Met het bestaan van de wijzigingsbevoegdheid in het bestemmingsplan mag de aanvaardbaarheid van de nieuwe bestemming binnen het gebied waarop de wijzigingsbevoegdheid betrekking heeft in beginsel als een gegeven worden beschouwd, indien is voldaan aan de bij het bestemmingsplan gestelde wijzigingsvoorwaarden. Artikel 3.1.6 lid 1 van het Besluit ruimtelijke ordening vereist wel dat bij een bestemmings-, wijzigings- of uitwerkingsplan wordt ingegaan op de omgevingsaspecten die hierdoor kunnen worden beïnvloed.

4.2.1 Bedrijven en milieuzonering

Bedrijven (of andere milieubelastende bedrijvigheid) in de directe omgeving van woningen of (andere) milieugevoelige gebieden kunnen daar (milieu)hinder vanwege geur, stof, geluid, gevaar en dergelijke veroorzaken. Ten behoeve van een goede ruimtelijke ordening, zoals dat uitgangspunt is van de Wet ruimtelijke ordening (Wro), is het waarborgen van voldoende afstand tussen bedrijven en woningen noodzakelijk. Er dient te worden aangetoond dat het planvoornemen geen belemmering vormt voor nabijgelegen functies.

Aan de hand van de VNG-publicatie 'Bedrijven en milieuzonering' (2009) kunnen de richtafstanden voor milieubelastende activiteiten worden bepaald. Het gebied kenmerkt zich als een agrarische omgeving. In de directe nabijheid van het plangebied is geen bedrijvigheid aanwezig dat eventuele belemmeringen kan veroorzaken.

In de nabijheid van het plangebied zijn woningen gelegen:

  • Naast het plangebied, aan de Burgemeester J. Zijpweg 23, bevindt zich een burgerwoning.
  • Aan de andere zijde van het Padlandbos, aan het Padland en het Bomenland zijn diverse burgerwoningen gesitueerd.
  • Aan de overzijde van de Burgemeester J. Zijpweg ligt een woonbuurt, waarbij 5 woningen aan de Burgemeester Honijkstraat in de buurt van het plangebied liggen.

Het aanwezige tuinbouwbedrijf is aan de hand van de VNG-publicatie te classificeren als een categorie 2 bedrijf.
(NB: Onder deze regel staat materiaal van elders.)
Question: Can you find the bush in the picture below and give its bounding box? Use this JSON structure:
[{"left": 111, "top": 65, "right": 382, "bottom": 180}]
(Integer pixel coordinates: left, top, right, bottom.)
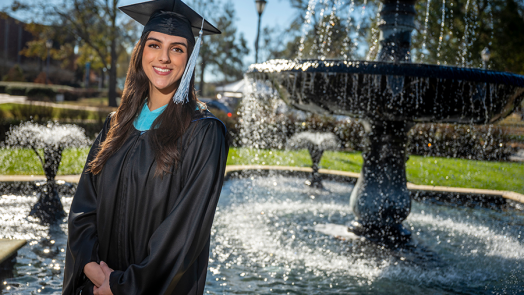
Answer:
[
  {"left": 33, "top": 72, "right": 50, "bottom": 84},
  {"left": 25, "top": 87, "right": 56, "bottom": 101},
  {"left": 2, "top": 64, "right": 25, "bottom": 82},
  {"left": 5, "top": 86, "right": 27, "bottom": 96},
  {"left": 233, "top": 111, "right": 516, "bottom": 161},
  {"left": 11, "top": 104, "right": 53, "bottom": 122}
]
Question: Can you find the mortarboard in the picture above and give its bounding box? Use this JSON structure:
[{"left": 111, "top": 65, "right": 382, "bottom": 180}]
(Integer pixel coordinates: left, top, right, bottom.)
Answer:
[{"left": 119, "top": 0, "right": 221, "bottom": 103}]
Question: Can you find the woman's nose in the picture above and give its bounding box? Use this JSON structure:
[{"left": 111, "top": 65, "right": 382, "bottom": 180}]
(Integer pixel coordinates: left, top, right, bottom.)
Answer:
[{"left": 158, "top": 50, "right": 171, "bottom": 63}]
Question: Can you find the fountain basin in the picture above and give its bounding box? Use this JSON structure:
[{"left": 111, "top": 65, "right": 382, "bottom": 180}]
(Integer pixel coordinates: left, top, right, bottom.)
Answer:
[
  {"left": 247, "top": 60, "right": 524, "bottom": 124},
  {"left": 4, "top": 169, "right": 524, "bottom": 294}
]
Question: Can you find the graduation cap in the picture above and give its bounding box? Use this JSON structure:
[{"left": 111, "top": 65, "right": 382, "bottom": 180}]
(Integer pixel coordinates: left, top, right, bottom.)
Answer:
[{"left": 118, "top": 0, "right": 221, "bottom": 103}]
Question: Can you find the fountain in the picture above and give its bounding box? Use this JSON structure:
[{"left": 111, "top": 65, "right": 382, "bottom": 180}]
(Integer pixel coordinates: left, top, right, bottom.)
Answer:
[
  {"left": 247, "top": 0, "right": 524, "bottom": 243},
  {"left": 286, "top": 131, "right": 340, "bottom": 188},
  {"left": 5, "top": 122, "right": 90, "bottom": 223}
]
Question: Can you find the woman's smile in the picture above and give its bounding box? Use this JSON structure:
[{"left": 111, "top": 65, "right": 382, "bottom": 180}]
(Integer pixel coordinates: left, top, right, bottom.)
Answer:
[{"left": 153, "top": 67, "right": 172, "bottom": 76}]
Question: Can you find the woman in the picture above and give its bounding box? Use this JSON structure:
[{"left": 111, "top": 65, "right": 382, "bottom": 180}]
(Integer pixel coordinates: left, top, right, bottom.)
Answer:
[{"left": 63, "top": 0, "right": 228, "bottom": 295}]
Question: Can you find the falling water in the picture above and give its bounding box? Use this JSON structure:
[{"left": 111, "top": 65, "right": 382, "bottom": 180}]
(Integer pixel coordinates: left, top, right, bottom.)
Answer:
[
  {"left": 298, "top": 0, "right": 318, "bottom": 59},
  {"left": 437, "top": 0, "right": 446, "bottom": 65},
  {"left": 342, "top": 0, "right": 355, "bottom": 60},
  {"left": 420, "top": 0, "right": 432, "bottom": 61}
]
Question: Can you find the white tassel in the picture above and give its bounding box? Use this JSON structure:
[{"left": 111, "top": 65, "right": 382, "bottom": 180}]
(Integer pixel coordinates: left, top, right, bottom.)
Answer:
[{"left": 173, "top": 18, "right": 204, "bottom": 103}]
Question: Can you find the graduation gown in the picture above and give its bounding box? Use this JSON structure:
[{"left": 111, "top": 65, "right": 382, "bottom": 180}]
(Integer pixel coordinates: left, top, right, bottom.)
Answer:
[{"left": 62, "top": 111, "right": 228, "bottom": 295}]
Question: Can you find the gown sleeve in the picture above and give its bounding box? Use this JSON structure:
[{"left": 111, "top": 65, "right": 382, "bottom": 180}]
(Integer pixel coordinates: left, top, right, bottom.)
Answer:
[
  {"left": 62, "top": 114, "right": 111, "bottom": 295},
  {"left": 109, "top": 119, "right": 228, "bottom": 295}
]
Hiervoor geldt een grootste richtafstand van 30 m vanwege geluid.

De uitbreiding van de bedrijvigheid vindt aan de zuidzijde van het perceel plaats. Deze uitbreiding heeft echter voor de bedrijfsvoering op het gehele perceel gevolgen. De uitbreiding van de kassen aan de zuidzijde van het bedrijfsperceel hebben als doel om de bedrijfsactiviteiten, die nu op vier locaties plaatsvinden, op één perceel te concentreren. Deze concentratie maakt het mogelijk om de productie te mechaniseren en daarmee efficiënter te maken. In de huidige situatie vinden dagelijks circa vier transportbewegingen tussen de verschillende locaties plaats. Het gaat hier met name om transport van opgeplante bollen in broeibakken, lege broeibakken, lege plukbakken en plukbakken met bloemen. Met het concentreren van de bedrijvigheid op één perceel vallen deze transportbewegingen weg. Het planvoornemen heeft niet als gevolg dat nieuwe geluidproducerende installaties (zoals koelmotoren) worden geplaatst.

In de huidige situatie vinden naast de onderlinge transporten ook transporten naar klanten plaats. Het gaat hier om bloementransport van het bedrijf naar de klant circa vier keer op een dag. Deze transporten vinden alleen overdag plaats. In de toekomstige situatie blijven deze transporten plaatsvinden.

De afstand van de bedrijvigheid tot nabijgelegen woning aan de Burgemeester J. Zijpweg 23 en de woningen aan de Burgemeester Honijkstraat wijzigt in de toekomstige situatie niet ten opzichte van de huidige situatie. Deze afstand is en blijft circa 30 m. Aan de te hanteren richtafstand kan worden voldaan.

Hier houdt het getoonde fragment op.